Between the Battlefield and the Canvas
http://watchingamerica.com/News/233635/between-the-battlefield-and-the-canvas/
Between the Battlefield and the Canvas
Al-Khaleej, UAE
By Amjad 'Arar
Translated By Joseph McBirnie
27 February 2014
Edited by Gillian Palmer
We have in Arabic the popular saying, The free (not busy) act as judge. But in America, it seems the free act as painter. In one of the most ironic perceptions of modern politics, we hear that former U.S. President George W. Bush has turned to painting since leaving the White House. He will display his art, which includes 20 paintings, in the April exhibition. So after two terms and two campaigns to occupy Afghanistan and Iraq, adorned with his sagas of Abu Ghraib, Guantanamo and support for Israel, he, now influenced by Churchills 1948 Drawing for Entertainment, has begun flirting with brushes and colors.

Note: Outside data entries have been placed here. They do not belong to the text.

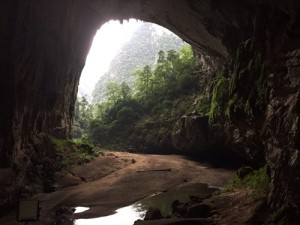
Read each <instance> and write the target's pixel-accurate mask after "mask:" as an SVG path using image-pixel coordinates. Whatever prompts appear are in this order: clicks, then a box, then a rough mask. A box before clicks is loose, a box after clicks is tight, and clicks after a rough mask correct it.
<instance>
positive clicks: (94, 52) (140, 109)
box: [74, 19, 195, 148]
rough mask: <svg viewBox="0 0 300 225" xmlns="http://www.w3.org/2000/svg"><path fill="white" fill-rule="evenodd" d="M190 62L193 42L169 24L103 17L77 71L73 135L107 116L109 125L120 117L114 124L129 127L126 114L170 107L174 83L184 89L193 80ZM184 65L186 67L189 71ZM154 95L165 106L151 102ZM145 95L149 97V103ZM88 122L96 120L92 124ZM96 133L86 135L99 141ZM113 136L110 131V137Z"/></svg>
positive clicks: (176, 87)
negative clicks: (127, 123)
mask: <svg viewBox="0 0 300 225" xmlns="http://www.w3.org/2000/svg"><path fill="white" fill-rule="evenodd" d="M193 65H195V59H194V56H193V51H192V49H191V46H190V45H188V44H187V43H186V42H184V41H183V40H182V39H181V38H179V37H178V36H177V35H175V34H174V33H172V32H171V31H169V30H168V29H166V28H163V27H161V26H159V25H156V24H154V23H148V22H143V21H140V20H134V19H130V20H128V21H124V22H123V23H122V24H121V23H120V22H119V21H109V22H107V23H106V24H104V25H103V26H102V27H101V29H100V30H98V32H97V33H96V35H95V37H94V40H93V44H92V47H91V49H90V52H89V54H88V56H87V60H86V65H85V67H84V69H83V72H82V74H81V79H80V85H79V90H78V97H77V103H76V107H75V126H74V137H75V138H80V137H82V136H84V135H86V134H87V131H90V130H93V131H95V130H96V129H100V128H98V127H100V126H101V125H99V123H98V122H99V120H100V121H104V120H105V124H106V125H107V126H109V124H112V123H114V122H117V123H121V124H123V125H124V126H118V129H117V130H124V127H125V128H126V129H125V130H127V129H129V128H128V124H127V122H126V121H124V120H127V119H128V120H132V121H131V122H133V123H138V118H137V117H139V118H142V117H143V116H144V115H145V114H151V110H152V109H151V108H153V107H156V111H159V110H162V108H166V109H167V110H171V108H172V107H173V105H172V104H171V101H173V100H174V98H175V97H179V96H175V95H177V94H175V92H176V89H177V90H179V89H180V90H179V91H182V92H185V91H184V90H183V89H185V88H188V87H187V86H188V84H191V79H192V76H194V75H193V74H192V73H191V72H192V71H191V69H192V67H193ZM183 67H189V70H190V71H188V70H187V69H184V68H183ZM176 68H177V69H176ZM175 70H178V71H175ZM179 70H181V71H180V72H179ZM173 74H174V76H173ZM179 86H180V87H179ZM183 86H185V87H183ZM167 89H170V90H167ZM171 92H173V93H171ZM182 94H183V95H185V94H186V93H182ZM151 95H152V97H151ZM154 95H155V97H154ZM163 95H169V98H163V97H162V96H163ZM158 98H159V99H162V101H163V102H164V106H162V105H160V104H159V103H158V104H155V102H154V101H155V99H158ZM149 101H152V103H151V104H148V103H149ZM138 105H139V106H138ZM141 108H143V110H141ZM146 108H147V109H146ZM123 114H124V115H123ZM133 114H135V115H133ZM108 117H109V118H108ZM121 117H122V118H123V117H124V118H123V119H122V118H121ZM133 117H134V118H133ZM96 120H98V122H97V125H95V123H96V122H95V121H96ZM121 120H122V121H121ZM107 121H109V122H107ZM90 124H93V125H94V126H93V128H91V129H89V127H90ZM100 130H101V129H100ZM102 131H103V130H102ZM107 132H109V133H111V130H110V129H108V130H106V131H103V133H104V134H105V133H107ZM92 133H93V132H92ZM96 133H97V134H94V136H95V135H96V136H97V137H93V135H90V134H91V133H89V135H90V136H92V137H93V138H92V139H93V142H95V143H97V144H101V141H98V139H101V140H103V138H101V134H100V132H96ZM113 133H118V132H115V131H114V132H113ZM117 136H118V135H113V137H114V138H117ZM121 136H124V134H122V135H121ZM104 139H105V140H107V138H104ZM135 148H136V147H135Z"/></svg>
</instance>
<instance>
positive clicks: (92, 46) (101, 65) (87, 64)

Thus, history has granted this symbolic event, which moves between the battlefield and the arts. Other artist-politicians have attempted to put a price on their art, ignoring the gruesomeness and blood of the thousands of victims behind their works.

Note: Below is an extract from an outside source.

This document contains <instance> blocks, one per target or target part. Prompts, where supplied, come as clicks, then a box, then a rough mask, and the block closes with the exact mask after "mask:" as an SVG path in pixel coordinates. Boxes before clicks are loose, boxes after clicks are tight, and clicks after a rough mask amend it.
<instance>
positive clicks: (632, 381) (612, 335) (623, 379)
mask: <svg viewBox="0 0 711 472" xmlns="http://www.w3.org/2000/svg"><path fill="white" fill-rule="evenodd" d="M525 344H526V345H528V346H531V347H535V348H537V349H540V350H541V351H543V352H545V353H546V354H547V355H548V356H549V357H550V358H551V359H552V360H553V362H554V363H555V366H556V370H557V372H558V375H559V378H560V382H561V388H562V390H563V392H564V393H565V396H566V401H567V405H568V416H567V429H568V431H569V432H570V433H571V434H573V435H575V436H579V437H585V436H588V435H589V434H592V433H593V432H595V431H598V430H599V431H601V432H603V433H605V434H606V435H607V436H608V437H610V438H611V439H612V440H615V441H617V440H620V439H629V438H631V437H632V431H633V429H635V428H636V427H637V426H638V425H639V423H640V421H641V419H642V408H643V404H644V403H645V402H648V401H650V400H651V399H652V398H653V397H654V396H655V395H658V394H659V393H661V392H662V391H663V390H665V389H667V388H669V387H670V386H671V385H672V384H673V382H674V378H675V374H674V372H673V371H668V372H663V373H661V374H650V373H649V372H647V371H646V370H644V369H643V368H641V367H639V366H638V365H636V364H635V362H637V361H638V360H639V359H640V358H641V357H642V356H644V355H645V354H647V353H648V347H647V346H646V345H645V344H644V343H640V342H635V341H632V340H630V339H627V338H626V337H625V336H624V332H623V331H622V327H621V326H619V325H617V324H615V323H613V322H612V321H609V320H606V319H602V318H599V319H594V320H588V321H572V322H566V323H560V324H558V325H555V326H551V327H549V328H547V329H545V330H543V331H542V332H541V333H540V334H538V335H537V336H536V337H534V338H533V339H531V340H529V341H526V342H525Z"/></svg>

Ehud Barak, for example, plays the piano fluently. But the undeserving Zionist general should be applauded not for his musical creativity, but for the creativity of murdering Palestinians and the art of sniping the heads of their children. His greatest creation was the defensive shield which brightly outlined the massacres in the Jenin refugee camp and the towns of Nablus and Ramallah.
The examples of painters who mask their ugly politics and vaunt their art and literature to justify their indiscriminate killings under the banners of pro-democracy, anti-dictatorship are too many to name. Nazi leader Adolf Hitler, in addition to his ruthlessness and militarism, made many beautiful paintings between 1908 and 1913 in Vienna. His bright colors certainly contradicted his efforts at ethnic, political and cultural extermination, and only failed to mask his racism.